• Erskine Caldwell’s novels of rural Georgia life are so completely forgotten that it is hard to grasp how popular they were a half-century ago, much less how seriously he was taken by his colleagues. Saul Bellow actually thought that the author of Tobacco Road (1932) and God’s Little Acre (1933) rated a Nobel Prize, while William Faulkner, who got one, regarded Caldwell as one of America’s top five novelists (his other picks, for the record, were John Dos Passos, Ernest Hemingway, Thomas Wolfe, and Faulkner himself). He was one of the most successful ones, anyway. God’s Little Acre sold 10 million copies—one of which was read and underlined by Ensign Pulver in Mister Roberts*—while Jack Kirkland’s stage version of Tobacco Road ran on Broadway for 3,180 performances, still the longest run ever racked up by a straight play.

So what happened to Caldwell, who died in obscurity in 1987? I can’t tell you—I’m no better at forecasting the changing winds of literary fortune than the next man—but I now know that at least one of his books is worth remembering. I’d never read a word of Caldwell when I flew down to Greensboro, N.C., to see Triad Stage give the first professional revival of Tobacco Road in some twenty-odd years. I found it hugely impressive, not just as a stage production but also as a work of theatrical art. “It combines humor and horror to strikingly modern effect,” I wrote in last Friday’s Wall Street Journal, “and its unattractive characters are portrayed with an unsentimental sympathy that fills the viewer with pity.”

Curious as to whether the novel was as good as the play, I procured a copy of Tobacco Road (University of Georgia Press, $16.95 paper), which was reissued in 1995 and remains in print to this day. (The stage version, alas, is unavailable, though used copies can be found online.) Somewhat to my surprise, I found that Kirkland’s play tracks the events of Tobacco Road very closely indeed, and that most of the dialogue comes more or less directly from Caldwell’s novel. To be sure, the play is tighter and more conventionally “effective,” but in either form Tobacco Road, if by no means a masterpiece, is still quite remarkably compelling.
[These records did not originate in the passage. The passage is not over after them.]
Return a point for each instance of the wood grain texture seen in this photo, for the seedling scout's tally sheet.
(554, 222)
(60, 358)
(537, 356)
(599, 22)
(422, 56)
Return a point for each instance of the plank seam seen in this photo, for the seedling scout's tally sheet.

What is most striking about Tobacco Road is the unsparing frankness with which Caldwell writes about what we now call the underclass. Despite his sympathy for the backwoods sharecroppers who are his characters, he never makes the mistake of supposing that they bear no responsibility for their desperate plight, and his candor on this score is far more likely to shock modern readers than the comparative sexual explicitness that got him in trouble with the censors seven decades ago. Jeeter Lester, the coarse, illiterate anti-hero of Tobacco Road, may have a certain primitive dignity arising from his unswerving (if ineffectual) commitment to “the struggle to break the land each spring and plant cotton,” but his inability to support his family is unambiguously presented by Caldwell as a failure of character, and we are made to see that the tragedy of his life is in large part one of his own making:

There were always well-developed plans in Jeeter’s mind for the things he intended doing; but somehow he never got around to doing them. One day led to the next, and it was much more easy to say he would wait until tomorrow. When that day arrived, he invariably postponed action until a more convenient time. Things had been going along in that easy way for almost a lifetime now.

Such implicit censoriousness long ago went out of literary fashion, and I suspect that it is one of the reasons why Tobacco Road is no longer looked upon with favor by the literati, though there are other passages more likely to please them:

“I reckon Jeeter done right,” Lov contended. “He was a man who liked to grow things in the ground. The mills ain’t no place for a human who’s got that in his bones. The mills is sort of like automobiles—they’re all right to fool around in and have a good time in, but they don’t offer no love like the ground does. The ground sort of looks out after the people who keeps their feet on it. When people stand on planks in buildings all the time, and walk around on hard streets, the ground sort of loses interest in the human.”

Fortunately, that kind of Popular Front pseudo-poetry is rarely to be found in Tobacco Road (and is almost completely missing from the leaner stage version). For the most part Caldwell laid it on the line, leaving the reader in no possible doubt that Jeeter and his family were what the rural folk of my own Midwestern youth called “white trash.” That doesn’t make their terrible fate less tragic, but it definitely makes it more interesting.

*Editorial error originally reversed the name of the play and the name of the character.